By Katrina Trinko
In April 2009, Martha Roby wasn't sure she could juggle being a House member with raising her toddler daughter and baby son. As attracted as she was to the idea of representing Alabama's second district in Congress, Roby -- at the time, a city council member in Montgomery, Ala. -- had enough doubts that she decided to make a trip to D.C. with her husband, Riley, to "vet whether or not this was really what we wanted to do."
They met with plenty of people on the Hill, including Representative Shelley Moore Capito (R., W.V.), who encouraged Roby. But after two days in D.C., Roby felt "mentally exhausted" and still unsure about whether she should run.
Then Roby and her husband met Representative Cathy McMorris Rodgers (R., Wash.). McMorris Rodgers had a toddler (in 2010, she would have another child) and knew firsthand the difficulties Roby would face if elected.
"She said, "You can do it. You absolutely can do this. I have a small child. You can do this,'" Roby recounts.
And for her, that was the crucial encouragement that committed her to running. "All it took at that point was a mom with a small child to encourage me and say you can do this," she remembers. A month later, Roby announced her congressional run.
Now Roby, a sophomore House member, is turning her focus to legislation that would make lives easier for working moms and dads: the Working Families Flexibility Act. Roby's bill would allow employers to give employees not exempt from the Fair Labor Standards Act of 1938 the option to voluntarily exchange overtime hours for comp time instead of getting paid time and a half.
"This bill just makes sense," Roby says, citing a dad who wants to be available certain hours so he can coach his child's soccer team. "It's his overtime, he should be able to choose," Roby says. "If he wants to use it for time, if time is more precious to him than the cash payments for a certain number of hours, then let him utilize that. But if money is more important after a certain threshold for him, then that's his choice. He can work that out with his employer."
Since 1985, public-sector employees paid by the hour have been able to do this. And the bill has protections to ensure that employers don't pressure employees into picking comp time rather than overtime payment. House majority leader Eric Cantor, who touted the policy in his "Make Life Work" speech in February at the American Enterprise Institute, says the bill won't allow employers to bully employees into picking comp time over payments. "There are plenty of safeguards against that in the language of the bill," he says. "It is illegal for them to do that. There are enforcement mechanisms in the bill."
"This has been working in the public sector now since 1985," he adds. "Most public-sector employees have this, and frankly, I would note that this benefit is included in many of the public-sector union collective-bargaining agreements."
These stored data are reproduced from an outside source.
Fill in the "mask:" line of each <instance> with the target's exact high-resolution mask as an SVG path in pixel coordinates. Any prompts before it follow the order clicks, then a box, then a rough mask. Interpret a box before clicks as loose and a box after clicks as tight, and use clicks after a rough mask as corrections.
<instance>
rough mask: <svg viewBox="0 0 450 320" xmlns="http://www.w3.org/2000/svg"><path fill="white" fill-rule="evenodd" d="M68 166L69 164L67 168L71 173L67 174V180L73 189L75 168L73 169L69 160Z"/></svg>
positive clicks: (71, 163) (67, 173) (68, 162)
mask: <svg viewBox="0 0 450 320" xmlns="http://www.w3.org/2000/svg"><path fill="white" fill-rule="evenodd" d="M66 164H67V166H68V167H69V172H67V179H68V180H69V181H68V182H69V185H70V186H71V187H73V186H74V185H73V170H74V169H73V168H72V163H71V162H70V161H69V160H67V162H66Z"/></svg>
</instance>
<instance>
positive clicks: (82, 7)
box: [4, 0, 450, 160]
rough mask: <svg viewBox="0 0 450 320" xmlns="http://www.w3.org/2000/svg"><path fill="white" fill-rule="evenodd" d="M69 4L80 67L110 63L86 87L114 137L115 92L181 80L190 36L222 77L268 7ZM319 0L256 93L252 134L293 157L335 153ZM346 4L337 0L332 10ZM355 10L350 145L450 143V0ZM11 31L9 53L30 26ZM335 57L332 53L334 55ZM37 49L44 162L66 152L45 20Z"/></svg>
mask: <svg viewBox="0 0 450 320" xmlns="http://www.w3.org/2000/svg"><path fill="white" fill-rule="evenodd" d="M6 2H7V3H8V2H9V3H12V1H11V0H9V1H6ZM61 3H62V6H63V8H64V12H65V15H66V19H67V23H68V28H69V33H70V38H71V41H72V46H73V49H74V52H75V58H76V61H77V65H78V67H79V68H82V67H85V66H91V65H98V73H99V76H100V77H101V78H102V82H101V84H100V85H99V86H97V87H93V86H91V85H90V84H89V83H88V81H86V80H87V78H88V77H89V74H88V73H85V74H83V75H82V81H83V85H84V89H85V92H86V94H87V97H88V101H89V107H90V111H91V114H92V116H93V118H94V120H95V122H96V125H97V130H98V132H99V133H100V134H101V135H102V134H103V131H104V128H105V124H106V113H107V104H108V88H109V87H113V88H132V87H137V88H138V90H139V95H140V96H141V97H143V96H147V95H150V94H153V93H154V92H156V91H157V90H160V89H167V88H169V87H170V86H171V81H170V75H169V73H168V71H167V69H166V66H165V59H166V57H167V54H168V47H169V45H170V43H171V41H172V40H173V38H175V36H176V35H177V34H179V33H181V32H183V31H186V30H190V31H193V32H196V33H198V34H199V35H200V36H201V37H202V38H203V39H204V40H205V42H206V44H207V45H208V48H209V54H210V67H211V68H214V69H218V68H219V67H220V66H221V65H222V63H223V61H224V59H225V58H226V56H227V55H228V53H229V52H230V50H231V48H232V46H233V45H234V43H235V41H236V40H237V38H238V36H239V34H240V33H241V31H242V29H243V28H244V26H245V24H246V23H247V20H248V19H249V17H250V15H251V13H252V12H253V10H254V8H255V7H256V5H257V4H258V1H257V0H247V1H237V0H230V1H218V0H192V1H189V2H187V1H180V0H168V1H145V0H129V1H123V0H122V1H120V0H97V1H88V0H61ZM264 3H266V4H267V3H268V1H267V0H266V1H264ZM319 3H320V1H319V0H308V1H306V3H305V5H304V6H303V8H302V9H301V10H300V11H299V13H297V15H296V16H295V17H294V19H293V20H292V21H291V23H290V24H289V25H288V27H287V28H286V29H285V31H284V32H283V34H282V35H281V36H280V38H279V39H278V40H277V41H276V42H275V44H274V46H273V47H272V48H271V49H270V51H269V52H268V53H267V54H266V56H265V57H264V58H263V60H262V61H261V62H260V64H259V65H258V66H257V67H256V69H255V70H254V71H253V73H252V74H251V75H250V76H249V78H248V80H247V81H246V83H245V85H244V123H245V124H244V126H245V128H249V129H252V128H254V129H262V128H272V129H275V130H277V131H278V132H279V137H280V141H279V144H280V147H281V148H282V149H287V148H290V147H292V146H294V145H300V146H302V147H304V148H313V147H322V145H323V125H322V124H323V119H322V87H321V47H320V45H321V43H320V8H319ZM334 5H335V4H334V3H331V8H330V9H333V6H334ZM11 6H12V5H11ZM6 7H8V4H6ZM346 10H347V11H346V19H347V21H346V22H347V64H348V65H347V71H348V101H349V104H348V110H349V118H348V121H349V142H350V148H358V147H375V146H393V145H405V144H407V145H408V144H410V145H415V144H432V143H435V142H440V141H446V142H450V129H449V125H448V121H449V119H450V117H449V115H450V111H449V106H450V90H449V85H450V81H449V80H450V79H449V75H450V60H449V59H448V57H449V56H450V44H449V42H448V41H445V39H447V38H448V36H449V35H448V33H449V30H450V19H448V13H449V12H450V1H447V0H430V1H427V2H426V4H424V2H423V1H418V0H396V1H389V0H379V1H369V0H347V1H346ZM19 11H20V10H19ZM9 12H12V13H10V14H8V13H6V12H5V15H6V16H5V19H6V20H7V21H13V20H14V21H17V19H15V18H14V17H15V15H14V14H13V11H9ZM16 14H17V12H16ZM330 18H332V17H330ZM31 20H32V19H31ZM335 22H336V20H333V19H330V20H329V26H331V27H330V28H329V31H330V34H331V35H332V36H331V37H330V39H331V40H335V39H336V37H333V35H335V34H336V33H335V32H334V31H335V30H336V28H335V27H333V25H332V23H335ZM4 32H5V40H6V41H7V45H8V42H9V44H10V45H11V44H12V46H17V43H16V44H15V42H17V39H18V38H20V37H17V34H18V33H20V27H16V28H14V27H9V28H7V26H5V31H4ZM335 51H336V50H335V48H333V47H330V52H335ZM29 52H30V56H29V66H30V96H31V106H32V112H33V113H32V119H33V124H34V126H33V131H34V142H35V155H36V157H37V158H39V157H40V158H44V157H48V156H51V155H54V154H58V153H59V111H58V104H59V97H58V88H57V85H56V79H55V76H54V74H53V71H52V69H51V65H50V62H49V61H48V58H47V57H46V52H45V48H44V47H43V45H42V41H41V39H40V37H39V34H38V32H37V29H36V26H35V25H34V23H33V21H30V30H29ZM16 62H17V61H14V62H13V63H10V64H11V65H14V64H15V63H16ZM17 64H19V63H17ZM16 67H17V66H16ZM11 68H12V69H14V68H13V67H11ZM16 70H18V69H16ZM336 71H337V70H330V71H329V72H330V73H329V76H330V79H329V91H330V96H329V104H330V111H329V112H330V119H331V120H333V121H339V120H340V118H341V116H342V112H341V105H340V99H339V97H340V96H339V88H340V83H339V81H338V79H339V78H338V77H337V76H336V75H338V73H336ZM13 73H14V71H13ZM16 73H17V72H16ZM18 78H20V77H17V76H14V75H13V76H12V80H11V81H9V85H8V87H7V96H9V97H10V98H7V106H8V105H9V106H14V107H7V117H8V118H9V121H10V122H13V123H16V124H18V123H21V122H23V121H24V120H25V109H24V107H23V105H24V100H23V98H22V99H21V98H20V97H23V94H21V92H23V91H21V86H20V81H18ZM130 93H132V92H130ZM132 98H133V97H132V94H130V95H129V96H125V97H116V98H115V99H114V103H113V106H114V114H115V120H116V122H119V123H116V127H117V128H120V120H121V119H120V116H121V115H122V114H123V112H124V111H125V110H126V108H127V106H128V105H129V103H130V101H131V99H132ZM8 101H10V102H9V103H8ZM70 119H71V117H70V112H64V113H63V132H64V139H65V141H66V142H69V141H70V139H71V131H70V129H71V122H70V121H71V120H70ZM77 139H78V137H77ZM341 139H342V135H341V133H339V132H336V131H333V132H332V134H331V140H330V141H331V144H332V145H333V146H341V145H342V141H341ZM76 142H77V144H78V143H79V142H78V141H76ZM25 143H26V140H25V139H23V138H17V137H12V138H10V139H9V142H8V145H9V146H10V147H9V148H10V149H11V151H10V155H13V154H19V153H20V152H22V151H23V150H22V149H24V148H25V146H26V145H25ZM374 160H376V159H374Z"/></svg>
Roby stresses that employees can also change their minds if they haven't used the comp time and can request overtime cash payment instead. Furthermore, an employee has to affirmatively ask to use the overtime toward additional comp time. The bill's been floating around Congress for many years, so there have been measures added to it in response to prior concerns. "The Democrats have their talking points in opposition to this bill, and even though the actual black and white of the law has been perfected to quash some of those arguments, their talking points have remained the same," Roby says. "So there is a disconnect between reality and the talking points."
Roby herself has found a way to balance congressional responsibilities and child care. During weeks that Congress is in, her husband is in Alabama with the children. And during her weeks at home, she arranges her schedule so that she can attend activities like her daughter's afternoon swimming practice.
In Roby's office, the first thing you see is a huge framed American flag, with the red stripes and white stars made out of children's handprints in paint. "Handmade," reads the gold plaque next to the painting, "by Margaret and George Roby." A year ago, Roby had both kids with her during spring break. ("We dubbed it Riley's spring break," Roby remembers, referring to her husband.) She's taken her children, who are now four and nearly eight, on the House floor.
"Everybody loves when kids are on the floor -- as long as it's not a moment of silence or the like, it tends to be okay," Roby says. And when the legislative process fails to fascinate, "they can hang out in the cloakroom and eat ice cream."
Margaret, in particular, enjoys spending time helping her mom in Congress. "When Margaret's up here, she'll go with me to all my meetings. She goes to conference with me. She's kind of my little sidekick. Margaret says she's the assistant to the staff assistant," Roby laughs. And like any good staffer, Margaret understood what she needed to do to fit in on the Hill scene: "She made her own little [business] cards" out of notepaper.
"She'll sit at the desk that our summer interns use," Roby explains. Young Margaret's D.C. experience is apparently paying dividends: "One of her spelling words last week was legislation, and they're learning about things in school that she gets to see me do." Now Roby just wants to make sure that other parents have that flexibility, too, to spend time with their kids when they want to.